Musée Polytechnique de Moscou. Crédit : Nicolas PILLET.

Les essais auront lieu à l'Institut de Recherche des Forces aériennes (GK NII), sur l'aéroport Tchkalov près de Moscou. Cette campagne permet de valider la possibilité de rester pendant vingt-quatre heures en tenue Sokol-K dans le Compartiment de Descente, et aussi d'écrire une procédure d'habillage en apesanteur sans assistance. Pour cela, un avion parabolique est utilisé [1].

A l'issue, l'usine Zvezda réalise de son côté des essais de flottaison dans sa piscine, car le Sokol-K doit également assurer la survie du cosmonaute en cas d'amerrissage d'urgence. Des essais en Mer Noire permettent de déterminer la durée pendant laquelle le scaphandre peut maintenir son porteur dans des conditions acceptables [1]. La totalité des essais sont terminés en 1972.

Le TsKBEM réalise deux essais en vol de la version modifiée du vaisseau Soyouz en juin 1972 (Cosmos 496) et en juin 1973 (Cosmos 573). On ne sait pas si des scaphandres Sokol-K étaient embarqués.

Le Sokol-K est utilisé de manière opérationnelle pour la première fois lors du vol Soyouz-12, réalisé en septembre 1973 avec les cosmonautes Vassili LAZAREV et Oleg MAKAROV. A partir de là, tous les vols Soyouz jusqu'à Soyouz-40 utiliseront le Sokol-K. Au total, pas moins de 155 Sokol-K ont été produits (66 pour les essais, et 89 modèles bons de vol).

3. Le projet mort-né Sokol-KM

Mais avant même le vol de Soyouz-12, l'usine Zvezda constate un certain nombre d'inconvénients sur son scaphandre qui, on le rappelle, a dû être développé dans l'urgence.

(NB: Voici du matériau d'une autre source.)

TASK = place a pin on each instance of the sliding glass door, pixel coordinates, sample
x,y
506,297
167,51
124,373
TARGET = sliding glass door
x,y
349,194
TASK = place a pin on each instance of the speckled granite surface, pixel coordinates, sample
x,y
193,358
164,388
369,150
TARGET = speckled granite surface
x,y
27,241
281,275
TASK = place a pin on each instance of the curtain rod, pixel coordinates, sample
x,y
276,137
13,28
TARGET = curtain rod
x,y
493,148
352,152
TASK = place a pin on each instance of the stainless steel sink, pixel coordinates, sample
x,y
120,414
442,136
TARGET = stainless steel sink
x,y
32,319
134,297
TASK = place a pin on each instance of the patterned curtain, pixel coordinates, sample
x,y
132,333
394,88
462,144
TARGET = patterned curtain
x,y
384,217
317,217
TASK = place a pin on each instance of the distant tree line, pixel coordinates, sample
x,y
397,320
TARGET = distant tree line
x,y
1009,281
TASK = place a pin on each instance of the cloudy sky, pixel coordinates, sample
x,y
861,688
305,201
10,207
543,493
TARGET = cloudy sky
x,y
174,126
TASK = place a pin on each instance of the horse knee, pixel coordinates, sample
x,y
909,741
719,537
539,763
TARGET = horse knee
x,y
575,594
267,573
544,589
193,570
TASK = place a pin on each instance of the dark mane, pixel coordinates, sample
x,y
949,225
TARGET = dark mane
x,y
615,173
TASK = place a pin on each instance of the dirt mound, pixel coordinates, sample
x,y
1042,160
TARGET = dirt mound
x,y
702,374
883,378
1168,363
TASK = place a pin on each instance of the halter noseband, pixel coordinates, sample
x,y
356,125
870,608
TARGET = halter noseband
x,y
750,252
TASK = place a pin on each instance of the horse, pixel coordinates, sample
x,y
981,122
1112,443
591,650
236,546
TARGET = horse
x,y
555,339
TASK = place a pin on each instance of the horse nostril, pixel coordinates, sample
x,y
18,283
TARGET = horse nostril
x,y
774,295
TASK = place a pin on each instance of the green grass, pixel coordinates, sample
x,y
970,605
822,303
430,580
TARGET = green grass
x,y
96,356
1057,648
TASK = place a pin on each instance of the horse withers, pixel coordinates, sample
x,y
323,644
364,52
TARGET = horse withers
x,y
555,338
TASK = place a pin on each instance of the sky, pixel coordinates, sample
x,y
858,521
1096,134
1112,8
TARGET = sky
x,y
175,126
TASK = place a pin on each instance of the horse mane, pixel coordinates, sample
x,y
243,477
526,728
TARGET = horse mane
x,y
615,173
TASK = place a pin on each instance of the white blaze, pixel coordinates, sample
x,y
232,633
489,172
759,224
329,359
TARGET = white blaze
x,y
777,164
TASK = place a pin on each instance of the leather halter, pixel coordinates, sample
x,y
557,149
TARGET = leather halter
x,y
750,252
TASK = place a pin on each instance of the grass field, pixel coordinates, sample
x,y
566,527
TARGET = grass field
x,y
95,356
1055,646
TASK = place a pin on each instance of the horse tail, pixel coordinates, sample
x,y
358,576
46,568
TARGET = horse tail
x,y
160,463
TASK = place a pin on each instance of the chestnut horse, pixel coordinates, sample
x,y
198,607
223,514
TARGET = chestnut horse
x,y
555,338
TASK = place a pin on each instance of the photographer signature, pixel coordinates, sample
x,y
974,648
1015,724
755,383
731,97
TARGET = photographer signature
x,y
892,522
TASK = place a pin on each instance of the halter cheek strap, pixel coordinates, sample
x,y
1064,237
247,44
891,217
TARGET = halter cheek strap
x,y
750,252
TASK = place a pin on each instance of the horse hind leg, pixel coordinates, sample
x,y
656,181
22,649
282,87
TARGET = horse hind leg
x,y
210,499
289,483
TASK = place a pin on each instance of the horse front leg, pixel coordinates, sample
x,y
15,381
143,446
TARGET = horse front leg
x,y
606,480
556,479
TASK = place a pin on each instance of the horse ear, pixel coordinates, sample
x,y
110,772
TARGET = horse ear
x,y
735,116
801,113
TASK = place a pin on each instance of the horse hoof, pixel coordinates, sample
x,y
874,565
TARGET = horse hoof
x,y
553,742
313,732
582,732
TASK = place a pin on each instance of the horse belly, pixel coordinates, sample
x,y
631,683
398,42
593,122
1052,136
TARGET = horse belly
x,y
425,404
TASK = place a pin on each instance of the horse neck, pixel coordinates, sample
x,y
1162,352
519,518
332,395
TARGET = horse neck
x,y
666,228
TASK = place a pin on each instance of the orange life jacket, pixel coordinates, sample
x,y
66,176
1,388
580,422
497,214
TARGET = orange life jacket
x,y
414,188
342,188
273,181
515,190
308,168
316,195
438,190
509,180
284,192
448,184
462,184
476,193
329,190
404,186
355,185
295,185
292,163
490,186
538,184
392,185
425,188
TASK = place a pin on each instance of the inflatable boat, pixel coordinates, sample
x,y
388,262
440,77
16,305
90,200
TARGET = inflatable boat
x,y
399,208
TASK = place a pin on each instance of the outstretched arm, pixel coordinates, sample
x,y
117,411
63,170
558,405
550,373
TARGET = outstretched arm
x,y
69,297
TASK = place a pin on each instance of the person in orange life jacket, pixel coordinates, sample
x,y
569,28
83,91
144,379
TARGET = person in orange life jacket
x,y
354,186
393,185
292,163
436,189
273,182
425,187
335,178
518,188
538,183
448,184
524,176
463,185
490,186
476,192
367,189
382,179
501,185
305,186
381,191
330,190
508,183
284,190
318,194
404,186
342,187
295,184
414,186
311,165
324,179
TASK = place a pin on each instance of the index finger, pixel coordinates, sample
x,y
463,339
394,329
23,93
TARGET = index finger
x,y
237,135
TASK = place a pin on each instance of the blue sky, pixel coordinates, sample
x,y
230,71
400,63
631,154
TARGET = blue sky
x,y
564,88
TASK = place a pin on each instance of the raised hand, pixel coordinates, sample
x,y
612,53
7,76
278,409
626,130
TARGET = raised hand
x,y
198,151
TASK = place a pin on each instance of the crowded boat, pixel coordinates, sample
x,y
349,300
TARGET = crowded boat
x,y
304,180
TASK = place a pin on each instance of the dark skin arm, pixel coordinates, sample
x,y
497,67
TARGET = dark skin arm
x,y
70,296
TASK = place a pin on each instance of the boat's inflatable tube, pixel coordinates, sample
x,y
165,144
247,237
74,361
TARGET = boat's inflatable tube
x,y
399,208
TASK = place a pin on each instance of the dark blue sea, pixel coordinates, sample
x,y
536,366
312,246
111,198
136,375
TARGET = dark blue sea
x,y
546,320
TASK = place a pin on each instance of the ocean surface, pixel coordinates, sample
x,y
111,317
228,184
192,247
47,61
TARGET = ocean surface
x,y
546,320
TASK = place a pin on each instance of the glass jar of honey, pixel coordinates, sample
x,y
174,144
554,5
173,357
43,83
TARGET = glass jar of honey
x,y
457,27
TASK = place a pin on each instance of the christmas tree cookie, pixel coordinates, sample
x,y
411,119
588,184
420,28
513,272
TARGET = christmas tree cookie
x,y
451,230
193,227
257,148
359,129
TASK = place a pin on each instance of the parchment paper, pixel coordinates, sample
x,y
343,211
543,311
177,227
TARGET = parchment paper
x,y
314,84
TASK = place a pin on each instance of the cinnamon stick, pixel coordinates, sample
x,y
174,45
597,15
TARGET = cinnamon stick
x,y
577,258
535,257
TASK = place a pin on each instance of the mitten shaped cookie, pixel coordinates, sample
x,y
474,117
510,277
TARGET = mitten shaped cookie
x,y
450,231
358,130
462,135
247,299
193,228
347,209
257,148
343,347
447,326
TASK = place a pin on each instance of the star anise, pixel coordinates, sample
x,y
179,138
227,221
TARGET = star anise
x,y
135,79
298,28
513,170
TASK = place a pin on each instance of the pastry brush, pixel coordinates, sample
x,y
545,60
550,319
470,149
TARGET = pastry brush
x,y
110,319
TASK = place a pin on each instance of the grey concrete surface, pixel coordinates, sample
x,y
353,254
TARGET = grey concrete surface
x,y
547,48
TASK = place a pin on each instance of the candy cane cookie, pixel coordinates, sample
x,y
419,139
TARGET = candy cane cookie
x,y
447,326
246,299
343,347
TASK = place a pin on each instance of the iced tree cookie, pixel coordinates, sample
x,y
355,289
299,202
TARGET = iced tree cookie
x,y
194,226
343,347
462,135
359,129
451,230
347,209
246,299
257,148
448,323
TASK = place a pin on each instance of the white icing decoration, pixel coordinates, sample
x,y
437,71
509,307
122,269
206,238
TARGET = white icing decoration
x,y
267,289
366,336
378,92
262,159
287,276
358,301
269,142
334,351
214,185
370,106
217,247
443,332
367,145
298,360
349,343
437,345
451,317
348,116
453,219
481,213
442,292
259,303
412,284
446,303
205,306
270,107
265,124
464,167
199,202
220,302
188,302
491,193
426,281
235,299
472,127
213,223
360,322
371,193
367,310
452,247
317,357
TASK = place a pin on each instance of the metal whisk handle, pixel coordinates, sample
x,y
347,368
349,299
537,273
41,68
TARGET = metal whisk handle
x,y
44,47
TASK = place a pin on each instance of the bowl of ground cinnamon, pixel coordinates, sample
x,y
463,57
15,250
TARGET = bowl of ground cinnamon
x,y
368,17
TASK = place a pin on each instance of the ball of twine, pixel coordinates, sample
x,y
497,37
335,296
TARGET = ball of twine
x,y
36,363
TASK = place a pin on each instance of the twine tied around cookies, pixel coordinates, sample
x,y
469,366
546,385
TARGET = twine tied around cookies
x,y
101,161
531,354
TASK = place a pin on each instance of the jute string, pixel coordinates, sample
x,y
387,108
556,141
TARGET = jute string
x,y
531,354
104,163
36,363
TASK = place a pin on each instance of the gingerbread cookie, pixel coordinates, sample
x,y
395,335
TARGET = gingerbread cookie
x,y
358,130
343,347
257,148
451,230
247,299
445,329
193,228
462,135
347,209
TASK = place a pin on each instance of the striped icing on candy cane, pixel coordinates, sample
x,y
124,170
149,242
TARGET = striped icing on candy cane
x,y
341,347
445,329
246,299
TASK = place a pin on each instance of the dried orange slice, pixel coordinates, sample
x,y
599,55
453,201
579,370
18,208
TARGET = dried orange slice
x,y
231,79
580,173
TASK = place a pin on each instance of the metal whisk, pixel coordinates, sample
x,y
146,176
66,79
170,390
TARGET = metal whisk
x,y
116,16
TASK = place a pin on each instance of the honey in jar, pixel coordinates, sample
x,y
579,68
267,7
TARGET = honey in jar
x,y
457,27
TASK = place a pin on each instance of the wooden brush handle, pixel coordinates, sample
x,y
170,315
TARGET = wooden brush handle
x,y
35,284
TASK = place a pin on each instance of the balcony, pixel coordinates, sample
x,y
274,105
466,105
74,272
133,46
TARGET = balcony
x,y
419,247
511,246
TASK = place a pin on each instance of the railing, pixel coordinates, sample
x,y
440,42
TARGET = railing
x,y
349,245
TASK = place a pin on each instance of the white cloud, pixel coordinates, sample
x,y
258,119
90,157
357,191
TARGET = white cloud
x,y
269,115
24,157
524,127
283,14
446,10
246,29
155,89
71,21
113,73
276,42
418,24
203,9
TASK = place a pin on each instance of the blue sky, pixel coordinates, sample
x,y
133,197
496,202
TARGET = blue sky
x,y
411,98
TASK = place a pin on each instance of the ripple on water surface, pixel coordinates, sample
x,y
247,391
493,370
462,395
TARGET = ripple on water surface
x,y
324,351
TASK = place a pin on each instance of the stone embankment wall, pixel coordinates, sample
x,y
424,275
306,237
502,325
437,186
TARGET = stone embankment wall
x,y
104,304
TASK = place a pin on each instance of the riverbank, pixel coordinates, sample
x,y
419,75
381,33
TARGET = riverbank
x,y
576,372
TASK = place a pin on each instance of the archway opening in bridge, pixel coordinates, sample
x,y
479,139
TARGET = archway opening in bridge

Par exemple, le fait que le Sokol-K soit en une seule pièce réduit les possibilités de l'adapter à la morphologie de chaque cosmonaute.

Fig. 7 : Le scaphandre Sokol-KM.
Crédit : Russian Spacesuits.

Le 13 mars 1973, une réunion des dirigeants de Zvezda propose la réalisation d'un nouveau prototype, le Sokol-KM, pour tenter de corriger ces défauts.

La principale modification est la séparation du scaphandre en deux parties indépendantes (pantalon et haut), ce qui permet un meilleur ajustement à la morphologie du cosmonaute. Plusieurs exemplaires sont produits, mais le projet ne va pas plus loin.

4. Une nouvelle version pour Soyouz T : le Sokol-KV

Une nouvelle version est étudiée à partir de 1974. Baptisée Sokol-KV, elle permet notamment de gagner du temps lors de l'habillage et d'augmenter le champ de vision à travers la visière du casque. Trois exemplaires sont réalisés en 1974, et trois autres en 1975. Cette variante sera utilisée pour le vaisseau de nouvelle génération Soyouz T (11F732) que développe le TsKBEM.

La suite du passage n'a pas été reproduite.